Contributor

Armando Valladares

Poet, artist, Cuban political dissident and human rights activist

Armando Valladares is a former political prisoner who spent 22 years in Castro’s gulags for refusing to place a sign on his desk in support of Fidel. He was sentenced to 30 years in prison without due process. While in prison he became a “Plantado”—a prisoner who refuses to wear a common prison uniform. For refusing to sign a document admitting he was wrong and the Revolution was right, he was brutally tortured, spent 8 years in solitary confinement and underwent several hunger strikes which left him paralyzed for many years. During this time, he wrote numerous poems which his wife smuggled out of Cuba and had published to critical acclaim. Valladares was adopted by Amnesty International as a prisoner of conscience.

In 1982 Valladares was released thanks to an international campaign on his behalf. Upon release, he wrote a New York Times bestselling memoir, Against All Hope, which was translated into 18 languages.
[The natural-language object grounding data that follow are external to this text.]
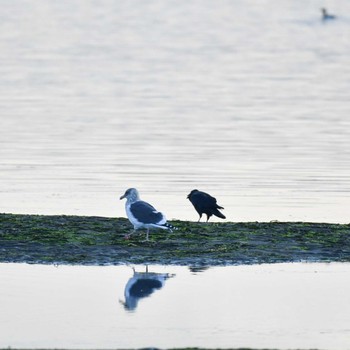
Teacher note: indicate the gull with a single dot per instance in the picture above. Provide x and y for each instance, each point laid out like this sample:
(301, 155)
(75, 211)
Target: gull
(142, 214)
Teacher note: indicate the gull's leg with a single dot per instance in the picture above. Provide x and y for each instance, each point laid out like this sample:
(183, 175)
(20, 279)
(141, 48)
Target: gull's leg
(127, 236)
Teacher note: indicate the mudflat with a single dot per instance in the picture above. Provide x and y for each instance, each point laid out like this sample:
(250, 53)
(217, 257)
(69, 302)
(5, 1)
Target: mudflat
(91, 240)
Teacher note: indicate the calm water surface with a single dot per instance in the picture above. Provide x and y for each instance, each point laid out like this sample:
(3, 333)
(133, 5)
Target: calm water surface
(248, 100)
(284, 306)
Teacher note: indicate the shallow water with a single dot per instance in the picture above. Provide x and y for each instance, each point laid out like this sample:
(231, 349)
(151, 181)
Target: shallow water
(248, 100)
(281, 306)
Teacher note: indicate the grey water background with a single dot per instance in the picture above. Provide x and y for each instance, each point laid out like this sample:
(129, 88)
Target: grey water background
(248, 100)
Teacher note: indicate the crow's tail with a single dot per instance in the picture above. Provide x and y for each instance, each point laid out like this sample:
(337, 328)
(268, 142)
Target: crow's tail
(219, 214)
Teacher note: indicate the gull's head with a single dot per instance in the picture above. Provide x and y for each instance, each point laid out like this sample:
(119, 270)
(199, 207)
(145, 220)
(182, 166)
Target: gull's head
(192, 193)
(131, 194)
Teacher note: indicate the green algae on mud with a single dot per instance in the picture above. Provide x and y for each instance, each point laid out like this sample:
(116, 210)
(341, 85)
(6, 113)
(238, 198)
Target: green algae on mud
(100, 241)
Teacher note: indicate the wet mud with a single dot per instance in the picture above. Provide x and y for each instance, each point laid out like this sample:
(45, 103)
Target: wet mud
(101, 241)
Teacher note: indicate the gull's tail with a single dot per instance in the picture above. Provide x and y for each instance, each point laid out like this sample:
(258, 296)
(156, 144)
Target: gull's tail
(168, 226)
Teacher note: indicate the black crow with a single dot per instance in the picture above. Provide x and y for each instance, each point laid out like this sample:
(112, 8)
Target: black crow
(204, 203)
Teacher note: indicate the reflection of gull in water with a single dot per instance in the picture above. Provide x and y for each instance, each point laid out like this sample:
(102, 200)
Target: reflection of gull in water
(142, 285)
(326, 15)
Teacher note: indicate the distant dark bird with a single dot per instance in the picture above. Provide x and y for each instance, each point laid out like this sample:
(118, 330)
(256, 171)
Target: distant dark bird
(204, 203)
(142, 214)
(326, 15)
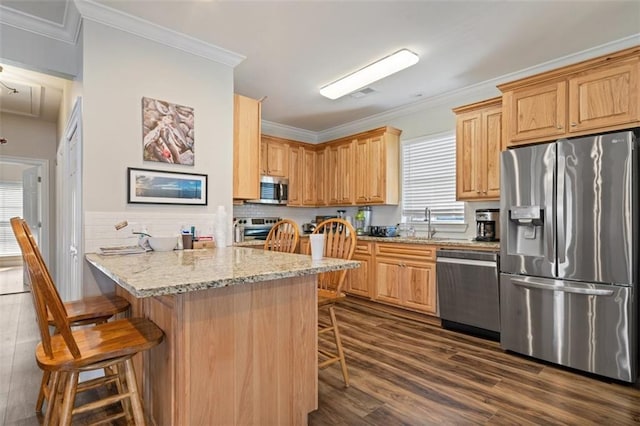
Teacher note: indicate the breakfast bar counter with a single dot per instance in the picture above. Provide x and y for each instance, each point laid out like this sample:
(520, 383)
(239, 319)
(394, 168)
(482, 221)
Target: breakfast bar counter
(241, 332)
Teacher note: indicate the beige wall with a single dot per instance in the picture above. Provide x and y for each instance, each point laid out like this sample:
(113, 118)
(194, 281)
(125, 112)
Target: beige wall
(118, 70)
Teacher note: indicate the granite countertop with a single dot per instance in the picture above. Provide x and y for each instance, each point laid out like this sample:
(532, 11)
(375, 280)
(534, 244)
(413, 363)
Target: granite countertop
(181, 271)
(440, 242)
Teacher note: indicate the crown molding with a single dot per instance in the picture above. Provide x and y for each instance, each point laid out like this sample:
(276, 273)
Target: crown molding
(142, 28)
(289, 132)
(478, 91)
(66, 32)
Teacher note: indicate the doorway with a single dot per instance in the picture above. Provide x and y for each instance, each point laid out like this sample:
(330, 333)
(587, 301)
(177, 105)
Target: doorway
(24, 193)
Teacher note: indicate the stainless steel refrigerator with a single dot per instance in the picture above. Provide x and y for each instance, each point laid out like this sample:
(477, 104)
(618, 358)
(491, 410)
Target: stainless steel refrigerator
(569, 253)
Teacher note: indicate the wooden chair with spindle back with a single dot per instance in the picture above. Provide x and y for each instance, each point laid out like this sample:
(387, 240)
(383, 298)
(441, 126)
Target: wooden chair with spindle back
(109, 346)
(283, 237)
(339, 242)
(89, 310)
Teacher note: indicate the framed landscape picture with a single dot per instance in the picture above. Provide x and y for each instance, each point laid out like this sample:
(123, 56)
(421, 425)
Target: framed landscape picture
(159, 187)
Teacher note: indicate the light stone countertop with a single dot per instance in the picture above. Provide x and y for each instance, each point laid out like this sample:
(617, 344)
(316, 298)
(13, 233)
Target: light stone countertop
(180, 271)
(448, 243)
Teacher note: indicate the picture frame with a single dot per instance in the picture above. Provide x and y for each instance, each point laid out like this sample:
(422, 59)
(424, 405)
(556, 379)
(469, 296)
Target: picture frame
(145, 186)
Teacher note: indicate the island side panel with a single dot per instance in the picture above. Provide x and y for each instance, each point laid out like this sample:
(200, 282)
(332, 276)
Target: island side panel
(252, 353)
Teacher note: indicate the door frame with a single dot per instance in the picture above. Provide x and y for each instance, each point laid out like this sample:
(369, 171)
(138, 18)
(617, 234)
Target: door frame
(43, 169)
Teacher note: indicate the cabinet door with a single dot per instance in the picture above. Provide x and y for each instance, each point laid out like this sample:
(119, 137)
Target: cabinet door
(492, 146)
(606, 96)
(277, 156)
(468, 152)
(362, 172)
(357, 281)
(321, 177)
(536, 113)
(345, 174)
(309, 183)
(295, 176)
(246, 148)
(388, 281)
(419, 287)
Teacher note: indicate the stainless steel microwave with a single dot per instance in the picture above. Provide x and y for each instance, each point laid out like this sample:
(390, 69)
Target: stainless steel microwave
(273, 190)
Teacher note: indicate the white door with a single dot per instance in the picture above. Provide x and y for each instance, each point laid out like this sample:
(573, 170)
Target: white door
(31, 211)
(70, 208)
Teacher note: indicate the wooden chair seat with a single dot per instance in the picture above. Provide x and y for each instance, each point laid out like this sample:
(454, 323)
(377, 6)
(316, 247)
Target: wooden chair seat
(327, 297)
(283, 237)
(108, 346)
(99, 343)
(339, 242)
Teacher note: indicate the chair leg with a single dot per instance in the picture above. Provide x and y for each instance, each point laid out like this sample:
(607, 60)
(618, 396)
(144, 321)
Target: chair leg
(138, 413)
(71, 386)
(43, 384)
(336, 333)
(122, 388)
(50, 416)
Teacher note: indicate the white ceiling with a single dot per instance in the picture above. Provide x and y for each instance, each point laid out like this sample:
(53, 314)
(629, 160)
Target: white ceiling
(293, 48)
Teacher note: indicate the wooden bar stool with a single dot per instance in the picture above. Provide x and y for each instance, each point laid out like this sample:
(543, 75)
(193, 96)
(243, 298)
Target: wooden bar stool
(89, 310)
(339, 242)
(283, 237)
(109, 346)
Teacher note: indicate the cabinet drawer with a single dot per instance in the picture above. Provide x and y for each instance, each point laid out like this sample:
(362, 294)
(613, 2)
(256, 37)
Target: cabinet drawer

In 1986 he was named U.S. Ambassador to the United Nations Human Rights Commission where he was able to highlight the plight of the more than 15,000 political prisoners in Cuba at the time. In 1989, for the first time ever since the Cuban revolution, the Castro regime was forced to open its doors to a UN investigation. The resulting report was devastating for the regime and culminated with the release of many political prisoners. Valladares continues to advocate for human rights—particularly religious liberty—and lives with his wife in Florida where he continues to write poetry, paint and sculpt. He has three adult children and one granddaughter.